We are looking for a Senior or Staff Infrastructure Engineer to act as a primary technical lead, engineering the 'paved road' for our knowledge retrieval and inference engines. You will define the deployment standards for Agentic workflows at scale, bridging the gap between complex AI orchestration and world-class infrastructure. Our platform remains the most reliable destination for enterprise agents.
As a Staff Infrastructure Engineer, you will:
Architect multi-cloud systems and abstractions to allow the SGP platform to run on top of existing Cloud providers.
Use our own data and AI platform to analyze build and test logs and metrics to identify areas for improvement.
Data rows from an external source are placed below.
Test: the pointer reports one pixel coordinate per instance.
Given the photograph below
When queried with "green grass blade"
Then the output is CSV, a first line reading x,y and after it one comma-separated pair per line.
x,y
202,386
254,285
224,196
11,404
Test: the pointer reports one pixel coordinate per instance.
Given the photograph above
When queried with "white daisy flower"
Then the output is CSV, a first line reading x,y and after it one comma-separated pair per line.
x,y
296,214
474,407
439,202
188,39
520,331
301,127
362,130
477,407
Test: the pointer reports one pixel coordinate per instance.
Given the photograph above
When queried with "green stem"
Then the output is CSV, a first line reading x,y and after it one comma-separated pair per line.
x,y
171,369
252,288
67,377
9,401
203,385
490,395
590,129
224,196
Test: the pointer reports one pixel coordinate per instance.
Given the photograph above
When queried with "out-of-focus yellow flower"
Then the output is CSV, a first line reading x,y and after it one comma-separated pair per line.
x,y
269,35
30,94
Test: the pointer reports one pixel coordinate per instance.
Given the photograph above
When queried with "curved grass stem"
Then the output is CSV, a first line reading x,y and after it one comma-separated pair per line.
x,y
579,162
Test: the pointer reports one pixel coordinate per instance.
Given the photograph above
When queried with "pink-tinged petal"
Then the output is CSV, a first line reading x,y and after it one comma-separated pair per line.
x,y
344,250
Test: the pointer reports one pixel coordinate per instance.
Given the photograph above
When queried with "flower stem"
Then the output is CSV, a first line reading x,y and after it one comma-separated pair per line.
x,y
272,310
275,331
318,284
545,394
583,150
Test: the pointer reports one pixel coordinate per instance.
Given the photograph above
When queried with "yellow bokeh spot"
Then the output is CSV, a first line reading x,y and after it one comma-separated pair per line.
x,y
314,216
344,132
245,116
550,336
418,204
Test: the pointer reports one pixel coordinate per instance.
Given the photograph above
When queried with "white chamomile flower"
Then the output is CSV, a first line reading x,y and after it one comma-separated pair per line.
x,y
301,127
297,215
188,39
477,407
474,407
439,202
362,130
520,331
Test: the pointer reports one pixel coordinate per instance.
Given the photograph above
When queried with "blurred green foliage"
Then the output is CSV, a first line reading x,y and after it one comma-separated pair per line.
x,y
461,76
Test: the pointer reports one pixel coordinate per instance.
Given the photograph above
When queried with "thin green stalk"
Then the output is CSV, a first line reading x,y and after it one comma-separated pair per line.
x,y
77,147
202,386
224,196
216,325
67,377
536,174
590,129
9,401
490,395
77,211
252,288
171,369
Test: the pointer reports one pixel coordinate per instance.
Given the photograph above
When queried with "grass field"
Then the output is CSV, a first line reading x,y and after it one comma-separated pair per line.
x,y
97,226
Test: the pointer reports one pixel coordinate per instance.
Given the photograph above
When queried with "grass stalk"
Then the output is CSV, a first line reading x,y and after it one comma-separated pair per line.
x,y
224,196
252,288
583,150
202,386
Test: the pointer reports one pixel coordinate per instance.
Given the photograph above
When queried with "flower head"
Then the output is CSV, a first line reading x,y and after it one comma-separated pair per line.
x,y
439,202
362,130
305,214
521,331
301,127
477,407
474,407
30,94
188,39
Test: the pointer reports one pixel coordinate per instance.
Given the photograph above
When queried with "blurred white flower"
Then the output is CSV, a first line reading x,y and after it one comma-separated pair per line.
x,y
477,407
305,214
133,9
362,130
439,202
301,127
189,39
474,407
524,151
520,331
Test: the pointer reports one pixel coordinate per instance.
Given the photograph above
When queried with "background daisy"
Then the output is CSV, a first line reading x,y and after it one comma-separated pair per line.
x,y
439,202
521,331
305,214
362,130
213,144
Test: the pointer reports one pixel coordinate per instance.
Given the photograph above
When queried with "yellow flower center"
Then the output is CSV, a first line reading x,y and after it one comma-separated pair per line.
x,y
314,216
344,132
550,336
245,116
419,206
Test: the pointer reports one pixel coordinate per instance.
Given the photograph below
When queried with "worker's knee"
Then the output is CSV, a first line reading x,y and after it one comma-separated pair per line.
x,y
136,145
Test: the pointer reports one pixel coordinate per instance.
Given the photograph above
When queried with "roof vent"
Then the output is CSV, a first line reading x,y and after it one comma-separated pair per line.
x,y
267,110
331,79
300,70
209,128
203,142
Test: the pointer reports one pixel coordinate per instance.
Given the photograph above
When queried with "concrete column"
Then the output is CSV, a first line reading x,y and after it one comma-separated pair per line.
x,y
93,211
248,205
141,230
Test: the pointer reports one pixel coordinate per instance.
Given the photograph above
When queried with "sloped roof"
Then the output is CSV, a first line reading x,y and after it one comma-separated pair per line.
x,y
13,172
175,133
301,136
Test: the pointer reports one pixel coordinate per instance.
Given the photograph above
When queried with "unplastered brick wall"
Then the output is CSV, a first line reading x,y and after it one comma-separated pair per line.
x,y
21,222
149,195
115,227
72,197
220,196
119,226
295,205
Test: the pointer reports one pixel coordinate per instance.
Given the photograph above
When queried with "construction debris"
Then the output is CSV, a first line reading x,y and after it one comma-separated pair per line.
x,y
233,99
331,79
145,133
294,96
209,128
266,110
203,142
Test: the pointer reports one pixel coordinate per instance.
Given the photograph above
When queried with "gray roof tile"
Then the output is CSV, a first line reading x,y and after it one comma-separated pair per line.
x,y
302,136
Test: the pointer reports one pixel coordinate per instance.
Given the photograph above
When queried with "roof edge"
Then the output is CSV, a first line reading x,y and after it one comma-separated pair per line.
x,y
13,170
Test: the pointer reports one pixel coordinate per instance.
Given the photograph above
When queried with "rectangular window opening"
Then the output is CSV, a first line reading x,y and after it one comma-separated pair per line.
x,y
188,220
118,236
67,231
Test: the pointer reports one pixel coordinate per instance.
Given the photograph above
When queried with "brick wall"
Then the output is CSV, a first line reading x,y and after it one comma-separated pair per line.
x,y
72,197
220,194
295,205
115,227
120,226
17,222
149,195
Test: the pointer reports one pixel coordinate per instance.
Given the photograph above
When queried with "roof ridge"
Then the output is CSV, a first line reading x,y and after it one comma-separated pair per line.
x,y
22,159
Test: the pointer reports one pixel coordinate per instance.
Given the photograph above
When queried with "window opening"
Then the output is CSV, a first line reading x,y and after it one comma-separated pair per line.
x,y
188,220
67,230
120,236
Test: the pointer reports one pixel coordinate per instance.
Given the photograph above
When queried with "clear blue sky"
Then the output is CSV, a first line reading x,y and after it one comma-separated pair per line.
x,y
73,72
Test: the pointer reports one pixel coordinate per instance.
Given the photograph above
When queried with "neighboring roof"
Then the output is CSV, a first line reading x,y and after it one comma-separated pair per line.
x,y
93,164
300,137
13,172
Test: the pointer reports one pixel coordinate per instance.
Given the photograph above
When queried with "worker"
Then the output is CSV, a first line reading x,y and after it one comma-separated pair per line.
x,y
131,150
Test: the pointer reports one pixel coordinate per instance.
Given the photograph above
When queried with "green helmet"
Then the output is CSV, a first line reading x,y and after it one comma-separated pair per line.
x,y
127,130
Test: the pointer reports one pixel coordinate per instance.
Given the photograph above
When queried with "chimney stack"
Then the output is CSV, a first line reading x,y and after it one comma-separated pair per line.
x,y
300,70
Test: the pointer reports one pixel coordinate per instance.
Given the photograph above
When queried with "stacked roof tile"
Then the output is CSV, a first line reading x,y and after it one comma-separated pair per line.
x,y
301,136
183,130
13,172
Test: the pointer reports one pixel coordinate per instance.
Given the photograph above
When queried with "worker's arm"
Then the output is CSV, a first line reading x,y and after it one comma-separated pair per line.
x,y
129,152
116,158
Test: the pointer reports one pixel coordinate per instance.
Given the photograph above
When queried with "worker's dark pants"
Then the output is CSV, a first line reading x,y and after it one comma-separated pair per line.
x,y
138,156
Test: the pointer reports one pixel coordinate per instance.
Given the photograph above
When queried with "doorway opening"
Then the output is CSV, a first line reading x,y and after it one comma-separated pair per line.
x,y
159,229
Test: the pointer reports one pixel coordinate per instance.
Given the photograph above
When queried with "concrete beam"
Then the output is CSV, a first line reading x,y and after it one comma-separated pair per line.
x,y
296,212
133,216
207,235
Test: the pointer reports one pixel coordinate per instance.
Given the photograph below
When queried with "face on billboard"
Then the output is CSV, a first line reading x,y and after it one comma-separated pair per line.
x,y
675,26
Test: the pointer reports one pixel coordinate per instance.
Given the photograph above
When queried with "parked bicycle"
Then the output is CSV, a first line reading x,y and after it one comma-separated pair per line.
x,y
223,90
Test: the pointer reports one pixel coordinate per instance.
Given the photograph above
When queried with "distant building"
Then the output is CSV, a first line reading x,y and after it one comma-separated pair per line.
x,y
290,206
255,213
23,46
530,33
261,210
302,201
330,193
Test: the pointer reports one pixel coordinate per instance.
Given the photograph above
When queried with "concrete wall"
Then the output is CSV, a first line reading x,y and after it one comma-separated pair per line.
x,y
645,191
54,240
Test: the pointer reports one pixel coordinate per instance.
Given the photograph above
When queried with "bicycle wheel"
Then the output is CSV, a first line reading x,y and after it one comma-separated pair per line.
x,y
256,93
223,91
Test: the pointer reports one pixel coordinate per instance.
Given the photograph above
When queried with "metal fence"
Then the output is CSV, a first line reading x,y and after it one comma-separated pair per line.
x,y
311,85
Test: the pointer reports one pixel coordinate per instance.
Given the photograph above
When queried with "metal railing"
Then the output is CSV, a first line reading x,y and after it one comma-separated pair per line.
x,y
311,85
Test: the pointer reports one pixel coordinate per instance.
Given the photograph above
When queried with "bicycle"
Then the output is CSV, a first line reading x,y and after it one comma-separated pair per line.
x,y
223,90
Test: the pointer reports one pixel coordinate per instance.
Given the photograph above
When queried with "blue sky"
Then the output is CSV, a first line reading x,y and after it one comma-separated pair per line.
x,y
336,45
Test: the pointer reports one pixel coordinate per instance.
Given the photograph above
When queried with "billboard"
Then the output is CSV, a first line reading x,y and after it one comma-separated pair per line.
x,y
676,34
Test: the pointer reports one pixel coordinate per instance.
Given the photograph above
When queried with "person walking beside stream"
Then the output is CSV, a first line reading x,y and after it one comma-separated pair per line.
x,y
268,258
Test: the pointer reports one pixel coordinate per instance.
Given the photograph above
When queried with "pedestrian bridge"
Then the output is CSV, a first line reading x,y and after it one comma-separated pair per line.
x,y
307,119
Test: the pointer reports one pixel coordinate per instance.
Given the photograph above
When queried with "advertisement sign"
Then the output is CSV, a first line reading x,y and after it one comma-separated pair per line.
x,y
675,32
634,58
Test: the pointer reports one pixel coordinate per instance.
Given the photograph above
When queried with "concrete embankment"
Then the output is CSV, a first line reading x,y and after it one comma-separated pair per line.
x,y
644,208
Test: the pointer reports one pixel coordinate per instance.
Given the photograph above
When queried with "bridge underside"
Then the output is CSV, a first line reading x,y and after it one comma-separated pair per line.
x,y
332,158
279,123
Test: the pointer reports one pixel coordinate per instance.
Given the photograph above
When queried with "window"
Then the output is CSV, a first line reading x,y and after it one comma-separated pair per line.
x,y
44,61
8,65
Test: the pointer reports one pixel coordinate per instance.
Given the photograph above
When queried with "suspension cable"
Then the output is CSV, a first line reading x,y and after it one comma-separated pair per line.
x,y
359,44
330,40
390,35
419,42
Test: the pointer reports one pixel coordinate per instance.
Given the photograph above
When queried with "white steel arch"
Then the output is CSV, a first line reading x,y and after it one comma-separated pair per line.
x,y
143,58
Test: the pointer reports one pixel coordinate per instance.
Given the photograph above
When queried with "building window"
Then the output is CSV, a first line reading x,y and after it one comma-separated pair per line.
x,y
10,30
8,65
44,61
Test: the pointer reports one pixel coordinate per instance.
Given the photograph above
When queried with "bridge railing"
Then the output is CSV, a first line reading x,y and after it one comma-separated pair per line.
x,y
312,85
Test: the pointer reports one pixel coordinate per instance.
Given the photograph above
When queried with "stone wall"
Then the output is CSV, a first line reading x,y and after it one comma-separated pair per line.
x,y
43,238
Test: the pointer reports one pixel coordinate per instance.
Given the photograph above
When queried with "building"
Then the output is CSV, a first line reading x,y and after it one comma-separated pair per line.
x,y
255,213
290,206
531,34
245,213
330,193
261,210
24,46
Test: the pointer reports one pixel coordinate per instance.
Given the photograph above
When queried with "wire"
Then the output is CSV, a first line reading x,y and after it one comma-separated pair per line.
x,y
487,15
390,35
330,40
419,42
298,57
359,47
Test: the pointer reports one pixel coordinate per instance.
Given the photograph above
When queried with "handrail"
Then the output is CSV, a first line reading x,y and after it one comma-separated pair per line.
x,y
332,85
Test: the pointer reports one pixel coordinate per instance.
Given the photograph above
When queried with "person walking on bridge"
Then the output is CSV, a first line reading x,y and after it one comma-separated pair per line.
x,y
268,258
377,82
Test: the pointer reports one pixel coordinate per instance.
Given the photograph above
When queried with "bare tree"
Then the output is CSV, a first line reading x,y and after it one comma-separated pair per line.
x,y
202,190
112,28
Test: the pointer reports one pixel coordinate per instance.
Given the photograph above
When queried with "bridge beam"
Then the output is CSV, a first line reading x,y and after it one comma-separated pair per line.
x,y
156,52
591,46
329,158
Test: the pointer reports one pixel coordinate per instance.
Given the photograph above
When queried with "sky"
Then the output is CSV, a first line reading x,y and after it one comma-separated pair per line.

Define the architectural patterns for our multi-cloud infrastructure to support secure, reliable, and scalable Agentic workflows for enterprise customers.
Enhance engineering and infrastructure efficiency, reliability, accuracy, and response times, including CI/CD processes, test frameworks, data quality assurance, end-to-end reconciliation, and anomaly detection.
Collaborate with platform and product teams to develop and implement innovative infrastructure that scales to meet evolving needs.
Design and champion highly scalable, reliable, and low-latency infrastructure and frameworks for building, orchestrating, and evaluating multi-agent systems at enterprise scale.
Lead the infrastructure roadmap with a strong focus on compliance, privacy, and security standards, including designing change management and data isolation strategies.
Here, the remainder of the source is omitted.